Брат Лю зарделся, склонив голову так низко, что едва не свернул себе шею, и поклялся, что ни в коем случае.

— Вот и прекрасно. А брату Аркадиусу передайте, что сейчас он может спокойно вылезти из той дыры, в которую забился, и немного поработать для разнообразия. Когда же время приблизится к полуночи, я рекомендовал бы ему найти место, труднодостижимое с помощью телепорта, и там укрыться. На всякий случай.

Привыкший к постоянному невезению агент Кангрем не особо рассчитывал на милость судьбы и всяких прочих высших сил. По всем законам этого паршивого мироздания, с ним просто обязано было случиться еще какое-то несчастье. Логичнее всего — он попадется на глаза Повелителю, и тот мигом вспомнит о пророчестве и о своем визите.
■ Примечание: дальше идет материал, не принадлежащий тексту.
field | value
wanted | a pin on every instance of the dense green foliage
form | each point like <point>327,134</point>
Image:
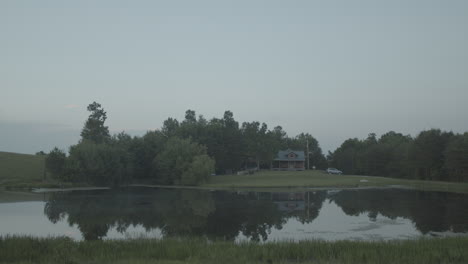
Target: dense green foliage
<point>55,163</point>
<point>188,152</point>
<point>431,155</point>
<point>235,147</point>
<point>182,153</point>
<point>94,129</point>
<point>182,162</point>
<point>63,250</point>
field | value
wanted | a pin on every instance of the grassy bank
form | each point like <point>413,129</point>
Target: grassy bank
<point>63,250</point>
<point>25,171</point>
<point>21,169</point>
<point>319,179</point>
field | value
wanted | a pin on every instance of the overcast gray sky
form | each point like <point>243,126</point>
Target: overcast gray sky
<point>335,69</point>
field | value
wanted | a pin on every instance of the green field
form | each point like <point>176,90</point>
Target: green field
<point>21,169</point>
<point>27,171</point>
<point>320,179</point>
<point>64,250</point>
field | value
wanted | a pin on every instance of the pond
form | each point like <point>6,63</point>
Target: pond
<point>366,214</point>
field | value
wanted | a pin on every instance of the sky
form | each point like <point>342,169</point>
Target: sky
<point>334,69</point>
А дальше уж как получится — либо подивится возмутительной живучести подозрительного дикаря и пожелает выяснить, как ему удалось спастись от качественного профессионального проклятия, либо велит прикончить для верности. И трудно сказать, что хуже…

За долгие годы своей несчастливой жизни Кангрем научился стойко переносить бесконечные каверзы судьбы и предстоящей смерти ждал молча и не дергаясь понапрасну, но на этот раз удача отчего-то вильнула хвостом в другую сторону. При сортировке свежих рабов Повелитель не присутствовал — в самом деле, нечем больше заняться великому и божественному, кроме как лично добычу считать! — и никто на рыжую персону господина Морковки не обратил внимания. Вернее, внимание-то обратили, но совсем не то, какого он ожидал.

Невысокий длинноносый тип с остатками былых кудрей вокруг сияющей лысины, руководивший сортировкой, заинтересованно смерил его взглядом с головы до ног и жестом велел вывести из строя. Затем Витьку осмотрели и ощупали, как лошадь на ярмарке, даже зубы проверили и в штаны заглянули. Видимо, какие-то сомнения у носатого все же остались, потому что после осмотра он снизошел до разговора.

— У тебя дети есть?

— Нет, — отозвался Кангрем, уже начиная догадываться, к чему идет. — Первая степень, подписка о неразмножении.

— Ты что, мутант?

— Сказали, что да.

— А в чем мутация?

— Цвет волос.

— И все?

— Больше ничего.

Носатый кивнул охранникам:

— В «крольчатник» на испытательный срок.

— А на анализы — не? — уточнил кто-то из подчиненных.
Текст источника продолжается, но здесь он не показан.